The mix of sans and serif fonts on their website is a mess. There's too much negative space, and it's inconsistent. Too many font sizes, and some that are so tiny they're illegible.

In the landing page before/after example, I think the "before" design looks more appealing.

Author here. I ironically spent a lot more time crafting the commands and skill, and not enough time on the landing page. Agree that I overdid it on "editorial look" to match the cheeky domain name. Thank you for the feedback, I've hopefully now improved consistency and negative space issues.
impeccable (adj.)

Of user interface style: low contrast and hence poor readability, with excessive white space.

Putting aside the execution:

It's interesting to see people creating and 'selling' agent skills. This one asks for donations, but I was expecting to see a stripe link and 'download for 4 dollars, yours forever' (personally I think that would convert better...)

I wonder if there will be full-blown skill marketplaces soon. Would that be a way for some experts to recoup some (presumably very small portion) of the income they might lose due to generative AI market effects?

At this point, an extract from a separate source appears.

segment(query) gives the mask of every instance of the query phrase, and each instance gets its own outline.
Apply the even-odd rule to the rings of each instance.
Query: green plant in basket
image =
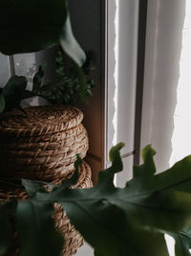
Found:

The "Before" examples look infinitely better than the "After" examples. Tells you all you need to know. Wouldn't be at all surprised if this whole thing was a ridiculous joke or a satirical commentary on pretentious design.
Author here. Not a joke, but the case study examples were poor, and I shipped them anyway. Ironically I've used these commands on a production project very effectively, and hence decided to open source, but couldn't screenshot the real examples as the project has not launched. I've removed the lackluster examples for now.
(comment deleted)
How is AI going to make a great design if it can't even draw a penguin on a bicycle?
Let's call it "form over function."

That landing page example is devastatingly bad. You start with a page that has usage numbers, uptime, support 24/7 and a customer rating above the fold. You end up with a page that lacks all of these advantage and instead looks bland and has horrible typography and even less text contrast.

In line with that, the Dashboard looks more organized in the "after" picture, but that's because it lost most of its useful information.

Author here. I agree that that wasn't a strong example. I wasn't happy with the outcome of those before/after examples, it was rushed before the launch, and I shouldn't have shipped it. Removed. I mostly use these commands on smaller targeted sections on projects that I unfortunately can't screenshot, the case study examples where rushed and didn't communicate the value. Removed them for now, until I can fill in better, real examples.
I tried having it critique my personal project and the feedback I got feels good. I have 0 design experience, so I think it can only improve things.
great to hear! Let me know how it goes for you, always happy for feedback from users.
This is why aliens won't talk to us.
What a tittle, almost makes you feel good for vibe coding out slop without knowing half of what is going on. What are even the examples marginal css changes on already perfectly good designs?

If you want to look at the bright side, this design guide will be easier to spot SAAS, slop as a service.

"DON'T use pure white or pure black..."

This is something I hate: gray text. Designers love it but it is often very illegible because of inadequate contrast.